Pancreatic -Cells in Obesity
EVIDENCE FOR INDUCTION OF FUNCTIONAL, MORPHOLOGIC, AND METABOLIC ABNORMALITIES BY INCREASED LONG CHAIN FATTY ACIDS

(Received for publication, August 30, 1994; and in revised form, October 14, 1994)

Joseph L. Milburn Jr. Hiroshi Hirose Young H. Lee Yoshitaka Nagasawa Atsushi Ogawa Makoto Ohneda Hector BeltrandelRio Christopher B. Newgard John H. Johnson Roger H. Unger

To elucidate the mechanism of the basal hyperinsulinemia of obesity, we perfused pancreata from obese Zucker and lean Wistar rats with substimulatory concentrations of glucose.

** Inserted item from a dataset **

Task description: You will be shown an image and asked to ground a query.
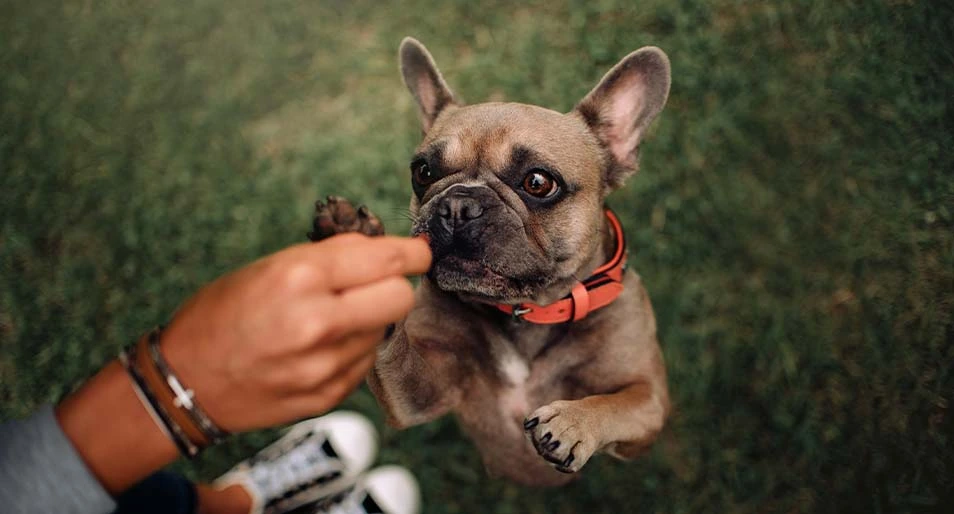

Insulin secretion at 4.2 and 5.6 mM glucose was 10 times that of controls, whereas beta-cell volume fraction was increased only 4-fold and DNA per islet 3.5-fold. We therefore compared glucose usage at 1.4, 2.8, and 5.6 mM. Usage was 8-11.4 times greater in Zucker islets at 1.4 and 2.8 mM and 4 times greater at 5.6 mM; glucose oxidation at 2.8 and 5.6 mM glucose was >12 times lean controls. To determine if the high free fatty acid (FFA) levels of obesity induce these abnormalities, normal Wistar islets were cultured with 0, 1, or 2 mM long chain FFA for 7 days. Compared to islets cultured without FFA insulin secretion by FFA-cultured islets (2 mM) perifused with 1.4, 3, or 5.6 mM glucose was increased more than 2-fold, bromodeoxyuridine incorporation was increased 3-fold, and glucose usage at 2.8 and 5.6 mM glucose was increased approximately 2-fold (1 mM FFA) and 3-fold (2 mM FFA). We conclude that hypersecretion of insulin by islets of obese Zucker fatty rats is associated with, and probably caused by, enhanced low K glucose metabolism and beta-cell hyperplasia, abnormalities that can be induced in normal islets by increased FFA.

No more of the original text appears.